Why Some Think Bruce Springsteen’s Super Bowl Ad Missed The Mark
Ironically, “The Middle,” which was the Super Bowl ad that Bruce Springsteen made his commercial debut in, was far more divisive than it was meant to be. The advertisement for Jeep was shot in Lebanon, Kansas, according to a tweet by The Associated Press, which they described as “near the geographic center of the country.” Another tweet from The Wall Street Journal described the commercial as “a somber plea to end division in the U.S.,” but people’s reactions were far from united.
Besides the obvious point to sell Jeep vehicles and appeal to customers on both sides of the aisle, the ad was meant to send a unifying message to people no matter their political affiliations. One person tweeted a quote from the clip with an added comment, “‘we will cross that divide. There’s always hope on the road ahead.’ Thank you for that poetic message of unity.” However, many viewers were angered by the ad and thought it missed the point.

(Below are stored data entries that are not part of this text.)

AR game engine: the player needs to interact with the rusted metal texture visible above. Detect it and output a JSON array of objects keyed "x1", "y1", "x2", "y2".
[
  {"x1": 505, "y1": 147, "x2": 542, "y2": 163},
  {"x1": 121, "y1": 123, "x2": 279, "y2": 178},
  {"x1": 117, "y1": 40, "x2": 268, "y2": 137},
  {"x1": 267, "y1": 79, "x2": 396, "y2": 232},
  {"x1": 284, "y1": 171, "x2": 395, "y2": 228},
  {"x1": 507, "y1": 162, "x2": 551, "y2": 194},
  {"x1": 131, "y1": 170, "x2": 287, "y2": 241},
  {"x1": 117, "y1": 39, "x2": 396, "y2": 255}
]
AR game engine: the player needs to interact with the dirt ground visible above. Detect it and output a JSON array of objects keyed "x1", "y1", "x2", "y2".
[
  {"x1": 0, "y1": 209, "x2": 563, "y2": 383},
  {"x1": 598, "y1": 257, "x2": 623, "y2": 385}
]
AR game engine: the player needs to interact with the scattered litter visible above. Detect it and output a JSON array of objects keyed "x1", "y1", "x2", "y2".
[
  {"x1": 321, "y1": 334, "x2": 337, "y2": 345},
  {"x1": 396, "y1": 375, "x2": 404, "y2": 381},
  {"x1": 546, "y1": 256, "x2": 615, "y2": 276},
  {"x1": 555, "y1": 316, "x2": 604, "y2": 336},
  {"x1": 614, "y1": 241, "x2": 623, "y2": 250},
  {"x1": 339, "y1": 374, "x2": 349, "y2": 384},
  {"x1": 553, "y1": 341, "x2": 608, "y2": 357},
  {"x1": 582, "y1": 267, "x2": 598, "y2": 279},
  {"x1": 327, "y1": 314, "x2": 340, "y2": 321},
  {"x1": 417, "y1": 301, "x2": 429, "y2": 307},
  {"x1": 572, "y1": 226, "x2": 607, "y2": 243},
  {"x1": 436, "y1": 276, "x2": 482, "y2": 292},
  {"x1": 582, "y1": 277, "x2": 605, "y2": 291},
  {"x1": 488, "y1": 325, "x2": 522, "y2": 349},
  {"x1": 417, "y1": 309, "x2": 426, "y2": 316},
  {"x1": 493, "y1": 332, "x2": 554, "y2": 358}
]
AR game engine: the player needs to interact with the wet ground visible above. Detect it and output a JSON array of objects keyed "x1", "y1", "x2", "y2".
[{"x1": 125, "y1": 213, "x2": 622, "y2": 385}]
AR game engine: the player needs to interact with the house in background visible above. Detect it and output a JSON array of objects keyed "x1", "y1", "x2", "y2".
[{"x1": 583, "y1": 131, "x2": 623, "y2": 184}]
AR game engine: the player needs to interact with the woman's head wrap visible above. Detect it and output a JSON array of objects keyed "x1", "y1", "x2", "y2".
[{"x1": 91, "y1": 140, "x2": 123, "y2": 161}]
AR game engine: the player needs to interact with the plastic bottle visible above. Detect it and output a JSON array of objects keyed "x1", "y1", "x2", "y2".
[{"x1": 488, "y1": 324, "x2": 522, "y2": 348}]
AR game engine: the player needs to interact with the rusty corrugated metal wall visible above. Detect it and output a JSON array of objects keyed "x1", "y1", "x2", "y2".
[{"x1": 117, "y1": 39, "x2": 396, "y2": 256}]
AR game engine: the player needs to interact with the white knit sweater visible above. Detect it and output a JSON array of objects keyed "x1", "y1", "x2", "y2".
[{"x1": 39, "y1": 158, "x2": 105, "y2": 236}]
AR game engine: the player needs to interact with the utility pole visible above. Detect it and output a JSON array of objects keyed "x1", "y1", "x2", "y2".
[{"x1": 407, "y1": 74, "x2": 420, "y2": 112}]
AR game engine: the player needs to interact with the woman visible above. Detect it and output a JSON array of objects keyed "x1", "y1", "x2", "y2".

Here's how people weighed in on Springsteen's ad
The least critical shade was one tweet that read, “Bruce Springsteen’s ‘there’s good people on both sides’ moment.” It led to several replies that more than appeared to drag the ad. One replied, “I hated the commercial sooooo much.” Another wrote, “his ode to colonization via soil love.” One more added, “it was A LOT happening.” From there, the criticism heated up.
One not-so-subtle tweet said, “I agree with you Bruce @springsteen, after the Insurrectionists are punished. #ReunitedStates.” Another bitterly sarcastic tweet read, “I love when Bruce Springsteen does blue collar cosplay.” There was a third tweet that recognized the ad’s shortcomings, and pointed out what they felt must be done besides a call for people of all political convictions to play nice. It said, “I agree with @springsteen that a ‘Reunited States of America’ is a good idea. But for that, there must be accountability, tolerance, and honesty.”
To top it all off, Trevor Noah of The Daily Show jumped in with a tweet of his own that said, “BREAKING: Armed Trump supporters have stormed the church in the Bruce Springsteen Jeep ad.” It was a fittingly satirical tweet to round out the ad’s reviews.